2. 配置 Prometheus 监控示例目标

现在我们将配置 Prometheus 来抓取这些新目标。让我们将所有三个端点分组到一个名为 node 的作业中。我们假设前两个端点是生产目标,而第三个则代表一个金丝雀实例。为了在 Prometheus 中实现这一点,我们可以向单个作业添加多个端点组,并为每个目标组添加额外的标签。在此示例中,我们将 group="production" 标签添加到第一组目标,同时将 group="canary" 添加到第二组。

为此,请将以下作业定义添加到您的 prometheus.yml 文件中的 scrape_configs 部分,然后重新启动您的 Prometheus 实例

scrape_configs:
  - job_name:       'node'

    # Override the global default and scrape targets from this job every 5 seconds.
    scrape_interval: 5s

    static_configs:
      - targets: ['localhost:8080', 'localhost:8081']
        labels:
          group: 'production'

      - targets: ['localhost:8082']
        labels:
          group: 'canary'

3.对Prometheus配置记录规则

创建一个包含以下记录规则的文件,并将其保存为 prometheus.rules.yml

groups:
- name: cpu-node
  rules:
  - record: job_instance_mode:node_cpu_seconds:avg_rate5m
    expr: avg by (job, instance, mode) (rate(node_cpu_seconds_total[5m]))

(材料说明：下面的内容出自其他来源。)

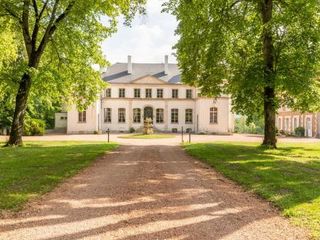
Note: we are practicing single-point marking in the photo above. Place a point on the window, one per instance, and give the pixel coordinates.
(174, 115)
(148, 93)
(175, 93)
(159, 93)
(295, 123)
(122, 92)
(189, 116)
(214, 115)
(137, 93)
(159, 115)
(107, 115)
(136, 115)
(189, 93)
(108, 93)
(121, 115)
(82, 117)
(279, 122)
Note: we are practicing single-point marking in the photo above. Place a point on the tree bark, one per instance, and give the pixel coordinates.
(20, 110)
(270, 139)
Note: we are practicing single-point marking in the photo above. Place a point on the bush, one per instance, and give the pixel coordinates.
(132, 130)
(34, 127)
(299, 131)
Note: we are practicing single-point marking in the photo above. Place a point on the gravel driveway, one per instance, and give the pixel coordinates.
(148, 192)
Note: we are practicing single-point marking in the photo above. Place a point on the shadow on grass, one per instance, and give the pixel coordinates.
(288, 176)
(30, 171)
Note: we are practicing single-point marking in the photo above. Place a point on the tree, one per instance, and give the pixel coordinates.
(264, 53)
(60, 46)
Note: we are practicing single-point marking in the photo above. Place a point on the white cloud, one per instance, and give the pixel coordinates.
(148, 40)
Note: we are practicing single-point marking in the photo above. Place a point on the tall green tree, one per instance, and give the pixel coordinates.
(61, 43)
(264, 53)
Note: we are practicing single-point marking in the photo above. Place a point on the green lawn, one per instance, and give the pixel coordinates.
(36, 168)
(151, 136)
(289, 176)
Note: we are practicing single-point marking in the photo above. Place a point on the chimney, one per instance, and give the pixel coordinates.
(166, 64)
(129, 65)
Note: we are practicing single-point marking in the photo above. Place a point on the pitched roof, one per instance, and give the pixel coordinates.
(118, 73)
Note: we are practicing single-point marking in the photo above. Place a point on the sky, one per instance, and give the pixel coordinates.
(148, 40)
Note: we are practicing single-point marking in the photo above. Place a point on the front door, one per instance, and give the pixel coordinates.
(308, 127)
(148, 113)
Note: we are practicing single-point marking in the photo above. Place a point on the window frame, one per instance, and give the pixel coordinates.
(122, 92)
(173, 95)
(134, 118)
(189, 114)
(82, 117)
(159, 90)
(107, 118)
(137, 93)
(159, 115)
(214, 115)
(174, 116)
(108, 93)
(148, 93)
(189, 94)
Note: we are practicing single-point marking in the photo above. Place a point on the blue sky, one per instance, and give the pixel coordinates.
(148, 39)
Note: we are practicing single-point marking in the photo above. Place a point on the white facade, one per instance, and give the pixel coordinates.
(169, 112)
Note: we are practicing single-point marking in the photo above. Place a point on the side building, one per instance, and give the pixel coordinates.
(288, 121)
(137, 91)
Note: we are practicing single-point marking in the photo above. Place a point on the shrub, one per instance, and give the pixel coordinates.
(132, 130)
(34, 127)
(299, 131)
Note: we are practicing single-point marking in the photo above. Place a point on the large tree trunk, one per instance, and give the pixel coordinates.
(270, 139)
(269, 90)
(20, 110)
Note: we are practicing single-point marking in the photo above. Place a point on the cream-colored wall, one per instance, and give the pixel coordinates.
(224, 114)
(167, 90)
(201, 110)
(60, 121)
(89, 126)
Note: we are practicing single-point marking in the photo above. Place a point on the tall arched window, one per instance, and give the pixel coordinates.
(136, 115)
(213, 115)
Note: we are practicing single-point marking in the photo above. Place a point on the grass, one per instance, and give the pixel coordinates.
(151, 136)
(30, 171)
(289, 176)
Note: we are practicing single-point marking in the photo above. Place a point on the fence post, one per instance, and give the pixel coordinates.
(182, 135)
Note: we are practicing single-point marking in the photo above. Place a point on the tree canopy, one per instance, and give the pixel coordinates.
(257, 51)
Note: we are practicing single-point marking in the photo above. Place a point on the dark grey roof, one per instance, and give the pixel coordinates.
(118, 73)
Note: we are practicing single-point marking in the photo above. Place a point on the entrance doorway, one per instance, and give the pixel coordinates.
(148, 113)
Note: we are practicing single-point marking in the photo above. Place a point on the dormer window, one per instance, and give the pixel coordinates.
(175, 93)
(189, 93)
(148, 93)
(159, 93)
(122, 93)
(108, 93)
(137, 93)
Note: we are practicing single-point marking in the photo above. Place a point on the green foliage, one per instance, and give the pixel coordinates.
(287, 176)
(243, 126)
(37, 168)
(221, 51)
(132, 130)
(34, 127)
(299, 131)
(65, 36)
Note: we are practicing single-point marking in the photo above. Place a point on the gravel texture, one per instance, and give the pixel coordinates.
(148, 192)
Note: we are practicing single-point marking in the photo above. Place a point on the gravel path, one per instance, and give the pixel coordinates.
(148, 192)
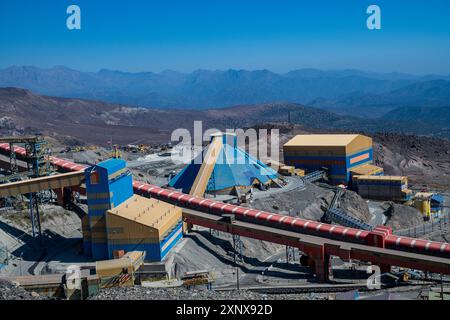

同时在prometheus.yml 中添加 rule_files 语句。同时需重启Prometheus来加载配置项

global:
  scrape_interval:     15s # By default, scrape targets every 15 seconds.
  evaluation_interval: 15s # Evaluate rules every 15 seconds.

  # Attach these extra labels to all timeseries collected by this Prometheus instance.
  external_labels:
    monitor: 'codelab-monitor'

rule_files:
  - 'prometheus.rules.yml'

scrape_configs:
  - job_name: 'prometheus'

    # Override the global default and scrape targets from this job every 5 seconds.
    scrape_interval: 5s

    static_configs:
      - targets: ['localhost:9090']



  - job_name:       'node'
    # Override the global default and scrape targets from this job every 5 seconds.
    scrape_interval: 5s

    static_configs:
      - targets: ['localhost:8080', 'localhost:8081']
        labels:
          group: 'production'

      - targets: ['localhost:8082']
        labels:
          group: 'canary'

二、配置

Prometheus 通过命令行标志和配置文件进行配置。如果新配置格式不正确,则更改将不会应用。通过向 Prometheus 进程发送 SIGHUP 或向 /-/reload 端点发送 HTTP POST 请求(当启用了 --web.enable-lifecycle 标志时)来触发配置重新加载。这也会重新加载任何已配置的规则文件。

1.global(全局配置)

global:
  # How frequently to scrape targets by default.
  [ scrape_interval: <duration> | default = 1m ]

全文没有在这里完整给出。